Já Giordana defendeu o trabalho de conclusão de curso em Pedagogia grávida de nove meses e, após nove dias, sua filha nasceu. Após 21 dias do parto, as duas estavam juntas na colação de grau de Giordana. “Com a maternidade e as responsabilidades acarretadas por ela, me afastei da Universidade. Esse período foi muito doloroso, pois eu sempre senti vontade de continuar estudando, mas a minha realidade como mãe me fez pensar que não conseguiria”, desabafa.

“As mulheres produzem conhecimento científico, mas a Universidade não cria políticas de equiparação de gênero”, defendem as pesquisadoras Giordana e Thayanne

Quando a filha fez dois anos, Giordana se sentiu pronta para voltar à Universidade e se inscreveu no curso de especialização em Gênero e Diversidade na Escola, da UFPB. No entanto, a pandemia de Covid-19 trouxe mais desafios para sua vivência como mãe e pesquisadora: “A maior dificuldade é a falta de apoio. Passo o dia com a milha filha e divido o tempo em cuidar dela, organizar os afazeres da casa e estudar nos momentos em que ela dorme ou quando o pai chega e fica com ela”, afirma.

A pesquisa é orientada pela pesquisadora Jeane Félix, docente do Departamento de Habilitações Pedagógicas da UFPB. Jeane defende a necessidade de mais mulheres nos campos de pesquisa. “Tradicionalmente, são os homens que ocupam esse espaço, que produzem mais. Não porque sejam melhores pesquisadores, mas porque não têm que se preocupar com atribuições, como o cuidado com os seus filhos e as tarefas domésticas”, explica a pesquisadora sobre as desigualdades que incidem sobre homens e mulheres na academia.

O efeito da pandemia na pesquisa acadêmica também é evidenciado na recente pesquisa da Parent in Science. De acordo com o estudo, mulheres com filhos formam o grupo cuja produtividade acadêmica foi a mais afetada pela pandemia. No quadro geral, apenas 49,8% das pesquisadoras conseguiram manter o planejamento de submissão de trabalhos, enquanto para os homens o percentual aumenta para 68,7%. Em uma situação de pandemia, como a de Covid-19, a ausência de pesquisadoras mulheres reflete não só a subutilização dos profissionais capacitados para a realização de estudos, mas também a perda de abrangência de temáticas em virtude de gênero.

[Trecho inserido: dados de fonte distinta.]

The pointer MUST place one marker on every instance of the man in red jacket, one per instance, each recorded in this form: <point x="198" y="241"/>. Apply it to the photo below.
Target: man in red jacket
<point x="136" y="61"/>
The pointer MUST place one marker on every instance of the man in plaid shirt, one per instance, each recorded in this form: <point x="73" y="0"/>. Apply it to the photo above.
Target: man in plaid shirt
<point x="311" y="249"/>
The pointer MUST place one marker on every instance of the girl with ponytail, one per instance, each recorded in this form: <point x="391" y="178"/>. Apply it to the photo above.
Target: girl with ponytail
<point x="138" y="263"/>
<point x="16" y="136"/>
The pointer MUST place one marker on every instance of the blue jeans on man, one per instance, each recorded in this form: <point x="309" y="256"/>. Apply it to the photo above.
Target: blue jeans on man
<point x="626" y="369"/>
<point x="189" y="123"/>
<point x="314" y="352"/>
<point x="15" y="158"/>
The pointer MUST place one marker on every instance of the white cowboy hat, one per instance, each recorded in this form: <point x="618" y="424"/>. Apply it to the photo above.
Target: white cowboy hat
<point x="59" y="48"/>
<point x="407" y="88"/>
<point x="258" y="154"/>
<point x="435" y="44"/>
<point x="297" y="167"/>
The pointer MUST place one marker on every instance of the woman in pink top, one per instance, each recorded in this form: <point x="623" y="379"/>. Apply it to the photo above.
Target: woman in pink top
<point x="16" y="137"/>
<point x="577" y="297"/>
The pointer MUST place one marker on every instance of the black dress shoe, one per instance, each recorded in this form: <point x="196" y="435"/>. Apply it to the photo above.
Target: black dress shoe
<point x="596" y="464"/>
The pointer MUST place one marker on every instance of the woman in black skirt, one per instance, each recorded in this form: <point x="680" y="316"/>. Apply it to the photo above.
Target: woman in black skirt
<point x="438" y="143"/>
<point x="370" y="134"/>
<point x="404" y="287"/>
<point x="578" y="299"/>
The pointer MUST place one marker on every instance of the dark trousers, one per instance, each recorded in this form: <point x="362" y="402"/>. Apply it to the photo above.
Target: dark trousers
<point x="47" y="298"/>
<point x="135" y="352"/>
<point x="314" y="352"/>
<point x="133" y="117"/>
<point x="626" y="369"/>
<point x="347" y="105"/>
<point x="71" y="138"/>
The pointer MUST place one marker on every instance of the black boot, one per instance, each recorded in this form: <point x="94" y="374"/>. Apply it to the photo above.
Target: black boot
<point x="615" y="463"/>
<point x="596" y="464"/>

Assim, para Jeane, não basta a presença de mulheres na Universidade, mas a criação de mecanismos e políticas institucionais que auxiliem a permanência dessas mulheres no espaço acadêmico, vistas com uma “garantia do direito à igualdade”. “Precisamos desenvolver políticas de gênero mais sensíveis, que permitam às mulheres pesquisadoras desenvolverem suas pesquisas em condições de equidade, considerando também espaços que as mulheres possam deixar suas crianças”. Jeane destaca a necessidade do recorte transversal de gênero, que também considere intersecções de raça e classe, para que o campo da pesquisa acadêmica seja plenamente desenvolvido.